Gu Yumei, a woman in her late twenties and a graduate of Nanjing’s theological seminary, was already enrolled in a master’s program to complete her theological education when the earthquake happened. She headed back to Sichuan to take care of the congregation.

All of the church members in Mianzhu have gone through a time of uncertainty and hardship. During the first few months after the disaster, worshipers gathered under a tarpaulin outside the old church building. People were barely protected from the heavy summer rains.
The situation has improved a lot since then. By now, several temporary buildings have been erected with the help of Amity and other donors — based both in China and overseas. One of the buildings is a church which can hold 1000 people at a time. Some church benches have been replaced by stools so that the church can react flexibly to changing numbers of worshipers in the midst of rapid church growth.

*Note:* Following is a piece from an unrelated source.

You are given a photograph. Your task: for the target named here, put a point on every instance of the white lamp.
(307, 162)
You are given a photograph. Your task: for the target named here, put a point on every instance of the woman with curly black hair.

To keep things running, Pastor Gu relies on volunteers. She has to because she cannot be everywhere at the same time. A few technology-savvy young men have helped her put up and maintain the temporary buildings. Others are in charge of the services at the three new preaching points of the congregation.
Pastor Gu has even more plans. She imagines a church which will provide medical help to everyone in need because, as she explains, almost everybody in Mianzhu needs medical attention of some kind or another. A small clinic is already up and running on the church grounds.
Part of her social commitment could be offering psychological counseling for earthquake victims. However, counseling activities outside of the church grounds are seen by some people as a possible means to proselytize. This is why, so far, the church can offer counseling to members of the congregation only. But other social services can be offered. The church stores and hands out warm clothes and quilts for everybody, believers as well as nonbelievers. Pastor Gu hopes that in the near future, she can do even more with Amity’s help. Two of the temporary rooms in the church complex have already been designated to become Amity offices.
Foreign Expert Award

Connie Wieck, one of Amity’s long-term foreign teachers, has received the Sichuan Jinding Award. This award is presented by the Sichuan Provincial Administration of Foreign Experts Affairs. It honors experts from overseas with an outstanding record of training Chinese personnel in Sichuan. On her blog, Connie says that it “is truly a great honor, not only for myself but for the Amity Foundation, the United Methodist Board and my small Luzhou college.” Connie has spent nine years as a foreign teacher in China and is currently working at the Luzhou Vocational and Technical College in Luzhou, a small town on the banks of the Yangtse river.
Award for Qiu Zhonghui
Qiu Zhonghui, the general secretary of the Amity Foundation, has been awarded the honor of “National Outstanding Charity Worker” by the General Assembly of Charities in Beijing, which is sponsored by the Chinese Ministry of Civil Affairs. The General Assembly met in Beijing on 5 December to announce the winners of the 2008 China Charity Awards.